Second-Order Switching Time Optimization for Switched Dynamical Systems

TL;DR

This paper introduces a fast second-order optimization method for computing optimal switching times in switched systems, significantly reducing computation time especially for nonlinear dynamics.

Contribution

The paper presents a novel second-order optimization algorithm that linearizes dynamics over a time grid to efficiently compute optimal switching times, with implementation in the Julia package SwitchTimeOpt.

Findings

Achieves optimal solutions in a few milliseconds for linear systems.

Provides solutions with up to two orders of magnitude faster for nonlinear systems.

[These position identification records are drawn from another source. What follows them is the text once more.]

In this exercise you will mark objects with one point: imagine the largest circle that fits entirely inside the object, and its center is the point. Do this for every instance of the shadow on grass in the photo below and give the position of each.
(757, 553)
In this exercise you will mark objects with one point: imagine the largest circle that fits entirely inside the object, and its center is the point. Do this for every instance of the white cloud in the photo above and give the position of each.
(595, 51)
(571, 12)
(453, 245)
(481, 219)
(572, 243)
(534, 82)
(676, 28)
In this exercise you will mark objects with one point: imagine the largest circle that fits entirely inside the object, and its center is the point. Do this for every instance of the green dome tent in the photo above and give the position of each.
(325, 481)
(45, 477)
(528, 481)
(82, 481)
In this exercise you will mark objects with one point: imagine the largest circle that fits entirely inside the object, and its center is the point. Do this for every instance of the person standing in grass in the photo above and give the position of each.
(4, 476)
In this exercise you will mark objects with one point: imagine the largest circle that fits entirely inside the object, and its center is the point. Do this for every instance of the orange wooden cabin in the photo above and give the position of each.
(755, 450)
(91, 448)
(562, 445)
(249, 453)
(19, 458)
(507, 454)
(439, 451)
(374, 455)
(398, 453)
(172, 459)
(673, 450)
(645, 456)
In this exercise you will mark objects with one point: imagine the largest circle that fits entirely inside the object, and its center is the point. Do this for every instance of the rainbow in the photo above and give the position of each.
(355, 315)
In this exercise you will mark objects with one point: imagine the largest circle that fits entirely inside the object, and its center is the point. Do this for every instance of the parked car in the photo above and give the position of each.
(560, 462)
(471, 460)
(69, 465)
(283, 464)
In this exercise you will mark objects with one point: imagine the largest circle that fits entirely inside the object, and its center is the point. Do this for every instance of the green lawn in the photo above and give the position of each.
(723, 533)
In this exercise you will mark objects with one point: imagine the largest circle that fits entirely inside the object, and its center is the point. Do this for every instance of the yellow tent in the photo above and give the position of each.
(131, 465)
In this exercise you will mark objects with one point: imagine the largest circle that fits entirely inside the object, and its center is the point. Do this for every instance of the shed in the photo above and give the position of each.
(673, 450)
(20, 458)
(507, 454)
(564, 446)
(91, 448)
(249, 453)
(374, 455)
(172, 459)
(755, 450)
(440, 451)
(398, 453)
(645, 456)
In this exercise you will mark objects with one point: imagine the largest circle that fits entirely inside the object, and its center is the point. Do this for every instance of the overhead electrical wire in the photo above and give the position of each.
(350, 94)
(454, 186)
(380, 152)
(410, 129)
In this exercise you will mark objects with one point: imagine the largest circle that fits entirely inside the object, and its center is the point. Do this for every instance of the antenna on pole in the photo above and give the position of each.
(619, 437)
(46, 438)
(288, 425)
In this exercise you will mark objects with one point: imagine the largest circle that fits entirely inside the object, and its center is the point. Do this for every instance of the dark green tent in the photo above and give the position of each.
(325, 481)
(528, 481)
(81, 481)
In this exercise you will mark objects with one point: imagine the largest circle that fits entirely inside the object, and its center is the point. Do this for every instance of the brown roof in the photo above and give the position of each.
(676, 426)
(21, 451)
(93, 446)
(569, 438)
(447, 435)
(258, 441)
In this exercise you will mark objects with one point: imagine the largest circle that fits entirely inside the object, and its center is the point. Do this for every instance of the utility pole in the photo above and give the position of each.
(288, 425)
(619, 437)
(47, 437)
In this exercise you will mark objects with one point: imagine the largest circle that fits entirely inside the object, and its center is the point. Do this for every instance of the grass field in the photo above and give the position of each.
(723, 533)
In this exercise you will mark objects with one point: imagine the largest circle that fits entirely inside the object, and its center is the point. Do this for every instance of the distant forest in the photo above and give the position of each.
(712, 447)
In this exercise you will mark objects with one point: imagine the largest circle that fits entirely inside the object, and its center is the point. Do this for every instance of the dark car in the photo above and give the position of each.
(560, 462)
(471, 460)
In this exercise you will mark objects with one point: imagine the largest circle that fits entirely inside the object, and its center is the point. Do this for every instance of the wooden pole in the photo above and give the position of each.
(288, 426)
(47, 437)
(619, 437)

Reduces computational burden by sharing operations between cost and derivatives.

Abstract

Switching time optimization arises in finite-horizon optimal control for switched systems where, given a sequence of continuous dynamics, one minimizes a cost function with respect to the switching times. We propose an efficient method for computing the optimal switching times for switched linear and nonlinear systems. A novel second-order optimization algorithm is introduced where, at each iteration, the dynamics are linearized over an underlying time grid to compute the cost function, the gradient and the Hessian efficiently. With the proposed method, the most expensive operations at each iteration are shared between the cost function and its derivatives, thereby greatly reducing the computational burden. We implemented the algorithm in the Julia package SwitchTimeOpt allowing the user to easily solve switching time optimization problems. In the case of linear dynamics, many operations can be further simplified and benchmarks show that our approach is able to provide optimal solutions in just a few ms. In the case of nonlinear dynamics, two examples show that our method provides optimal solutions with up to two orders of magnitude time reductions over state-of-the-art approaches.